The system could be “cheap, with a minimum number of parts,” says Slocum, the Pappalardo Professor of Mechanical Engineering at MIT and lead author of the paper. Reflecting the system’s 24/7 power capability, it is called CSPonD (for Concentrated Solar Power on Demand).
The new system could also be more durable than existing CSP systems whose heat-absorbing receivers cool down at night or on cloudy days. “It’s the swings in temperature that cause [metal] fatigue and failure,” Slocum says. The traditional way to address temperature swings, he says: “You have to way oversize” the system’s components. “That adds cost and reduces efficiency.”

As this technology is still in the research phase, the actual cost projections for such a plant can’t be precisely mapped. But the team says electricity could be as low as 7 cents per kilowatt-hour and as high as 33 cents per kilowatt-hour. Those cost ranges would be determined by many factors, including turbine capacity, size of the mirror field, quality of solar resources and a reduction in equipment needs.

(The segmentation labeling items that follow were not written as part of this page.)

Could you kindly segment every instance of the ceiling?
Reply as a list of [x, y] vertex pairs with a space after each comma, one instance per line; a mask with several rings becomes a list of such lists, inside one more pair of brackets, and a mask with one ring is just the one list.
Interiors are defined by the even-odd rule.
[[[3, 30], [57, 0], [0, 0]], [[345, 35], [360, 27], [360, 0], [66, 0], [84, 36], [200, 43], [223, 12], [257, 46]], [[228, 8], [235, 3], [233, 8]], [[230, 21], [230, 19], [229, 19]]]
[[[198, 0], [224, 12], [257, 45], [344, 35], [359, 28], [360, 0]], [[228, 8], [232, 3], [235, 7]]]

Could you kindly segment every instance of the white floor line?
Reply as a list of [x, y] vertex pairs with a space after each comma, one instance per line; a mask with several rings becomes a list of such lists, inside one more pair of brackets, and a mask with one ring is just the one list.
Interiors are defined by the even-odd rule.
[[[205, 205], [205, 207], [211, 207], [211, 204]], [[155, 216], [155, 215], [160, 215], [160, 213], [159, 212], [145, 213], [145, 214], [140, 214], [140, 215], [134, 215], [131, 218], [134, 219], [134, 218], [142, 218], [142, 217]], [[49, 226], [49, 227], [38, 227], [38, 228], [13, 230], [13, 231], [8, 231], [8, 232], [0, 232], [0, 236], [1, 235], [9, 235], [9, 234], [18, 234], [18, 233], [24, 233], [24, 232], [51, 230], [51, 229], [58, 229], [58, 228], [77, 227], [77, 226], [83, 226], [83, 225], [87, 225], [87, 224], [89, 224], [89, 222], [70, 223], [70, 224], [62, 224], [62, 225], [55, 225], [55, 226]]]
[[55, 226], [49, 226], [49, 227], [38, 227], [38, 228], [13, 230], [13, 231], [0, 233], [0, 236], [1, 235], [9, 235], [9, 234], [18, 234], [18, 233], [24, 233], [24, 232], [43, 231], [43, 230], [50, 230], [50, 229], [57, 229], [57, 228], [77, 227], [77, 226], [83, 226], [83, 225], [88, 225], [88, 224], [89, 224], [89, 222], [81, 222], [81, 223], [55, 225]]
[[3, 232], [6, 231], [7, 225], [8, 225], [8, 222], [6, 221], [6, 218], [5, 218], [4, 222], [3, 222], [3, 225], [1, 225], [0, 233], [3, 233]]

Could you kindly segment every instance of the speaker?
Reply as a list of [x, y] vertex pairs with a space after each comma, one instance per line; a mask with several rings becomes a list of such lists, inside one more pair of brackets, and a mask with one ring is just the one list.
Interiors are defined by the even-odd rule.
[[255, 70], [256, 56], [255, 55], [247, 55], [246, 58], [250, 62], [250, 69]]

If the design works as the researchers suggest, it could hold a lot of potential. Because CSP plants have a higher cost per watt — and thus a higher cost of electricity — the use of storage like molten salt will be key to the success of the industry, GTM Research Senior Analyst Brett Prior tells Climate Progress:

“If you want to make real progress with deploying these technologies, you need to have the same dispatchable characteristics as natural gas — you need firm power. Companies need to market their technology as something different than PV, which is a peaking resource, but can be more attractive on a cost basis right now. That’s where these CSP technologies can have a real advantage.”

Prior says that Solar Reserve, a U.S.-based company developing power tower technology with molten salt storage in California and Nevada, has a projected cost of energy at 11 cents per kilowatt-hour. That’s just below what large-scale thin-film PV projects are producing today.

So in theory, the MIT design could have major cost advantages if it works at scale. But as history shows, actually getting to that point isn’t easy. Many of the CSP designs that are being deployed on the demonstration and commercial scale have taken many years to get to this point.

However, MIT’s Slocum says that the plant would be built using existing technologies — it would just require a new way of thinking about how to construct the project.

Most of the individual elements of the proposed system — with the exception of mirror arrays positioned on hillsides — have been suggested or tested before, Slocum says. What this team has done is essentially an “assemblage and simplification of known elements,” Slocum says. “We did not have to invent any new physics, and we’re not using anything that’s not already proven” in other applications.

If this actually works, we may yet see more solar power after twilight.